I smile awkwardly and shake my head, trying to regain some confidence. “No, it's cool. Sorry for being weird about it. It’s just…no one besides Kyla has ever asked me about the subject without
meaning
to offend me. You’re fine.”
His smile widens. “Great. Because I've got a ton of questions—I know you might not be able to answer them, but maybe you can point me to the right books or resources. Maybe we can get answers together.” He pulls his hand back, flushing a little, looking away as if remembering something.
What was that?
I wonder. “Um...”
“WOOOOOOOOOOOOO!” Kyla's voice bellows through the doorway as she dances into the kitchen, arms curled around Vanessa. The two of them are laughing so hard their faces are red, eyes watering. Kyla twirls Vanessa around, then pulls her in for a kiss.
When Vanessa sees us, her eyes widen and she pulls back, laughing and blushing.
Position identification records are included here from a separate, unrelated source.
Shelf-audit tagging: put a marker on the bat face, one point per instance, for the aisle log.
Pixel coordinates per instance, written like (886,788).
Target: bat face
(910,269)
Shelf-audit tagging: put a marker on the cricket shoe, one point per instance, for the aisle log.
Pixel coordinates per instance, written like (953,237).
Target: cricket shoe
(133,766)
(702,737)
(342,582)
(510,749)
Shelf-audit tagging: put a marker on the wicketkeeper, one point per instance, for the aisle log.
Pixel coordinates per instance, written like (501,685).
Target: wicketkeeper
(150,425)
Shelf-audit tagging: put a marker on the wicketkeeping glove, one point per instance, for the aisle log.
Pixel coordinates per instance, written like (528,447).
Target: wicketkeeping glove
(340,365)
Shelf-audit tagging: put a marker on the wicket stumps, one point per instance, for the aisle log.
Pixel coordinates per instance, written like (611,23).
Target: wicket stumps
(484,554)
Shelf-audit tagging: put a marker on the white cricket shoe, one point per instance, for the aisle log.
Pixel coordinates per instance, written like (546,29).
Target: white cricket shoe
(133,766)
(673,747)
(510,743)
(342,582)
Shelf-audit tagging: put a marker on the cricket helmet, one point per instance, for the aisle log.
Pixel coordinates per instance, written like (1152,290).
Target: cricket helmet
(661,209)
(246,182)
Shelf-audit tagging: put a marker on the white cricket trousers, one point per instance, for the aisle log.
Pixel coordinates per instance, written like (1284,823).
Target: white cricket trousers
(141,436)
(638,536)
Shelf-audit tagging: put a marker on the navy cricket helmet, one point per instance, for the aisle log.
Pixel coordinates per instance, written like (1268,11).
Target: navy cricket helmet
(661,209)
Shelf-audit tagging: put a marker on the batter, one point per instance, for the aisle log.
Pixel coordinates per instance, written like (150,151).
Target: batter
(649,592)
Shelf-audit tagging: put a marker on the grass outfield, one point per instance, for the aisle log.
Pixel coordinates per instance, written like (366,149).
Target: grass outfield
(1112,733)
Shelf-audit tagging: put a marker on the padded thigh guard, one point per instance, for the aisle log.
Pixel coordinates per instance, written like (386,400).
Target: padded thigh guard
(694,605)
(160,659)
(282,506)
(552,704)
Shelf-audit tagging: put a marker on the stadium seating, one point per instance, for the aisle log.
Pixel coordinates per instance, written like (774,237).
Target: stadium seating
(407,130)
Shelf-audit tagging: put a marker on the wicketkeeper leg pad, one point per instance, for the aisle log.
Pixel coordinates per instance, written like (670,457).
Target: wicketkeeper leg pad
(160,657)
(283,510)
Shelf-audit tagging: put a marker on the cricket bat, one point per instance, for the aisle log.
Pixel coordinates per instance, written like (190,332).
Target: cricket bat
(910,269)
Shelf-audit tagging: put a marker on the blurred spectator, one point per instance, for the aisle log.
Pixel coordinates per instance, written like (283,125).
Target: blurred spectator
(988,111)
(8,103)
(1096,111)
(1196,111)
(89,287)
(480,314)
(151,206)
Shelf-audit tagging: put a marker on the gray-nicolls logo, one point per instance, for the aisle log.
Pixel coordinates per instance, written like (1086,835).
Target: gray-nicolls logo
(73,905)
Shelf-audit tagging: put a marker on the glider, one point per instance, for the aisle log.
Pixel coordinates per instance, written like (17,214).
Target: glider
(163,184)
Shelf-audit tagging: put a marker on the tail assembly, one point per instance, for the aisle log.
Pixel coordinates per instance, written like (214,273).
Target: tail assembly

Kyla turns to see us. “A! There you are! I was wondering where you'd gone off to.”
“The wall,” I mumble, and sip my drink.
She studies the situation and gives me a crooked grin. “I finally got the fire started out back if you two want to head out there. It's way quieter.” She looks directly at Andy. “A is terminally soft-spoken.”
I finish my drink in a few hasty gulps and try to think of a way out of the setup. I’ve done what she’s suggested; I opened up to someone and let them in (a little). It was a lot for one night. Now I need time to recuperate from the shock, and I certainly don’t think an intimate conversation by firelight with Andy Pavlovic will do the trick.
“Actually, I've got to make a phone call,” I lie, tossing my cup into the big black garbage bag by the island. “See you later maybe.” I smile and half wave to Andy—and half glare at Kyla—as I stride quickly from the kitchen, pulling my phone out and fiddling with it along the way.
I see two texts from Kyla.
KYLA:
A, where ua t?
KYLA:
ur not on the wall, im worried lol
I sigh.
When I pass the closet, I stop and shove my phone in one coat pocket and grab the half-empty bottle of wine from the other. I steel myself to move through the crowd, take a deep breath, and head for the back door.